Compounding the issue is that GitHub uses web-flow.gpg to sign all web commits: GitHub uses the same signature for all web commits (merge, revert, edit, etc) made on GitHub.com. One of the points of signing a commit is to be able to verify it independently. If someone gains access to your GitHub org, then they can use web-flow.gpg to sign their commits, no matter what malicious code they might have inserted.
To fight this, the Sigstore team is developing Sigstore Gitsign, an open source project that leverages OpenID Connect identity to issue you a temporary, ephemeral signing key pair that you can securely sign your commits. Essentially, when you are ready to sign a commit, you will open a browser window to leverage an OpenID provider, such as GitHub or Google, verifying you are really you. Then a new asymmetrical key pair is issued for ten minutes. You will then be able to sign whatever you like in that window of time. The usage, along with all the associated metadata, is stored long-term in Sigstore rekor, an immutable, tamper-resistant ledger generated within a software project’s supply chain.
There are already a lot of projects using Gitsign, including Pypi, npm, OCI, GoReleaser, and Tekton Chains. However, neither GitHub, nor GitLab recognize Sigstore signatures as valid just yet. While this is a very promising route to more secure git commits, it is still a work in progress that could benefit from additional community volunteers.
Be the hero of your project
You can have the best intentions and make the best plans, but if your ideas don’t get implemented, then they won’t benefit anyone. This was the message at the root of the session from Robert Reeves, Co-Founder & Chief Evangelist from Liquibase, “Continuous Delivery Delivers Value and So Do You: How to Get Budget, Build Your Case, and Be the Hero”
Unlike the movies, where there is typically a big, bad villain fighting the hero, there is not a single foe to defeat inside your organization. Your main opponents to overcome are:
He laid out a straightforward plan that can help you overcome these challenges and help get the executive team on your side.
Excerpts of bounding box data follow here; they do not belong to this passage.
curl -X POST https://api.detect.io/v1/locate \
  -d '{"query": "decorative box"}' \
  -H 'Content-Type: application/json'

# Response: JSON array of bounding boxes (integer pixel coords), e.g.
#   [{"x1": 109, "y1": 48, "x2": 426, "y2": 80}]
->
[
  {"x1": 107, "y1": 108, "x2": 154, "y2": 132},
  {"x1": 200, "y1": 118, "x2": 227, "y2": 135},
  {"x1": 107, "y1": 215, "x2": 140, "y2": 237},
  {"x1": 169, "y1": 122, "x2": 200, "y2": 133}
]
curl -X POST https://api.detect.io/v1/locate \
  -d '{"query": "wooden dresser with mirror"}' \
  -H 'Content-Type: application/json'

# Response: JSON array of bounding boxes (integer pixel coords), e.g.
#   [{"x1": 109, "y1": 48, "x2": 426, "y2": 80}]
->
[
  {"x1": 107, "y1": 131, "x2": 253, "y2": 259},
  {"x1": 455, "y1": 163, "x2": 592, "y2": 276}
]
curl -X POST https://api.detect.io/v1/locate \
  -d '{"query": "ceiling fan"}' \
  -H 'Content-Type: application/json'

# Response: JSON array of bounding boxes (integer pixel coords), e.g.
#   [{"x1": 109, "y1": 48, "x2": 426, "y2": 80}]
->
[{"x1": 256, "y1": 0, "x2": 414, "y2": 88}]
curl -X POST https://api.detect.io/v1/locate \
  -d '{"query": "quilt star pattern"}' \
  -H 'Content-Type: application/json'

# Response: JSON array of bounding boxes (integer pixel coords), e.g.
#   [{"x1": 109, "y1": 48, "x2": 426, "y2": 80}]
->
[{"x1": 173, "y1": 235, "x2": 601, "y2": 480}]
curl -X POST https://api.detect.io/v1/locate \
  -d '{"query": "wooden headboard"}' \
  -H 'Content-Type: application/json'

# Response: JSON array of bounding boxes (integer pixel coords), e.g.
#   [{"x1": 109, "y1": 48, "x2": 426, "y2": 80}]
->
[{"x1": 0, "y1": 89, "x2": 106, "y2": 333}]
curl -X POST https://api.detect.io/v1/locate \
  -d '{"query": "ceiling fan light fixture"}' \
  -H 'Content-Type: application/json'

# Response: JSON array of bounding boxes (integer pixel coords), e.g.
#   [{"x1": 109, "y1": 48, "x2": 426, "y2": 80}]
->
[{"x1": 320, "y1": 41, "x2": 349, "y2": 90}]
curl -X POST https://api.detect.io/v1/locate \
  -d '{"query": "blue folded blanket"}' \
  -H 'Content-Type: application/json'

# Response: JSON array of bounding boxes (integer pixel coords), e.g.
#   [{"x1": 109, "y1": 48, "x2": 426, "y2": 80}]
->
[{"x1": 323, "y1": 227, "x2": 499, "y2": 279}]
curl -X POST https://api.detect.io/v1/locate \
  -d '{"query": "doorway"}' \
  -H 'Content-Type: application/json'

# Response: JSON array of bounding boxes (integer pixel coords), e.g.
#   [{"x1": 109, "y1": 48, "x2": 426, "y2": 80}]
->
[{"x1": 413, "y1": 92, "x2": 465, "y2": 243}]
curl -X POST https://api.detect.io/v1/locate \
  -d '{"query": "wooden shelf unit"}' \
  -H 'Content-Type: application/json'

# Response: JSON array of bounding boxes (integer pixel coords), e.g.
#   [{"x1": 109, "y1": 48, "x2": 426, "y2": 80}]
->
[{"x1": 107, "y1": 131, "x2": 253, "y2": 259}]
It starts by thinking in terms of budget. While your idea might be really cool, you are only going to get people to move if it affects the bottom line. First, lay out what the current path costs in terms of team hours and real numbers. Next, you need to show what the 100% effectiveness rate of your plan can accomplish. After that, it is a matter of finding what people would accept as a realistic effectiveness percentage.
The resulting number, especially if arrived at with executive input, will make it much simpler to sell your project, but to be successful, you still need to paint a picture of what can be. Along with the monetary savings, you also need to show what other opportunity costs are involved, that is, what else you are currently not able to do because you are spending more time and resources on the old approach.
Robert said to start by gathering your collation of the willing, what he referred to as your ‘ride or dies;’ colleagues who are already generally on board with the idea. As you build your story, make sure you are getting feedback from devs and ops teams involved on how these changes could make their lives better in terms of time spent and what other things they could be doing. Being able to cite this info can make selling your plan a lot easier.
Growing and maturing communities
cdCon + GitOpsCon was also co-located with Open Source Summit North America, one of the many events put on by The Linux Foundation. Their aim is to democratize code and scale adoption for all projects. The communities they are helping to build and scale are truly changing how the world delivers code. It was such an honor for me to give my introduction to OWASP and introduce some folks to another open community, helping unite us all in our security journey.